Duration: 126 Minutes
Plot: The Bubble follows the cast and crew of a blockbuster action franchise called Cliff Beasts' attempt to shoot a sequel while staying in the bubble at a posh hotel. However, after several weeks of quarantining alone, the cast begins to lose grip on sanity and try to leave the shoot before the movie is over.
Review: Judd Apatow's Netflix comedy satire is a direct misfire. The film begins with hints of a comedy like 'production plans gone wrong' but it turns into a mess of a night that lasted for five months which became a two-hour movie but feels like a four hours movie. It is an attempt at the Hangover franchise with the mix of Academy nominee Don't Look Up, but The Bubble is close to neither.

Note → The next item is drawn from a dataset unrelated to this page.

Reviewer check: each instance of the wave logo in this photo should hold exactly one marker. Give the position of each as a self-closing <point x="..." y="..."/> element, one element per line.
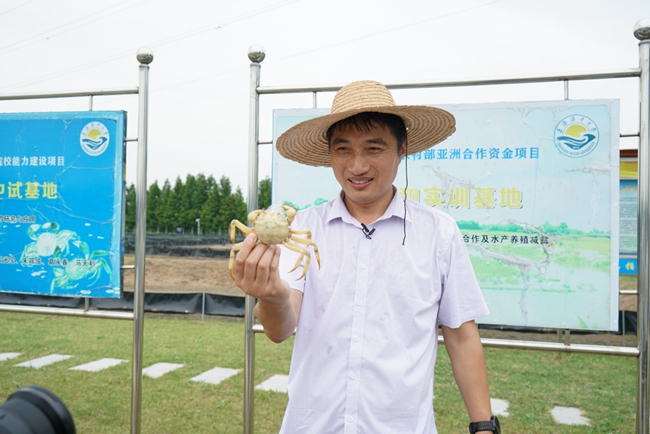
<point x="576" y="136"/>
<point x="94" y="138"/>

The opening scene is posters of a fake franchise called Cliff Beasts 1 to 5 similar to those of action-adventure genre films. Gavin (Peter Serafinowicz) producer of Cliff Beasts 6, plans on bringing back Carol Cobb (Karen Gillan) who had skipped the fifth instalment. The neurotic actress agrees because she needs another film under her belt or her career is over.
Carol arrives at the hotel and is pampered by the limited staff (4 people) in her hotel room. After two weeks of quarantine, she finally meets her co-stars Lauren (Leslie Mann), Dieter (Pedro Pascal), Dustin (David Duchovny), and the action star of the film, Sean (Keegan-Michael Key), her supposed family that she had abandoned for a now alien flop film.
The first few weeks of the shoot goes well until there is an outbreak onset or various diseases and the studio won't let them leave until the film is finished. The mishaps that continue are just as confusing and random as the plot of the film. Directed by Apatow and co-written with Pam Brady, The Bubble is too focused on making fun of Hollywood, the novelty of which lasts only for a couple of minutes in the opening scene.
Despite a good cast and an astonishing amount of high-profile cameos including Daisy Ridley, James McAvoy, and Benedict Cumberbatch, The Bubble still has very little to offer in terms of its content. While the script offers basic comedy it mostly falls flat due to the editing. The plot explores certain issues but they are too Hollywood centric for the mass audience to enjoy. The Bubble seems like a script written for the writer's own amusement which for some reason was put into production.
Overall, The Bubble tries too hard to be everything and ends up mostly being nothing but a film that should have been left on the editing floor. The Netflix film is best skipped his season.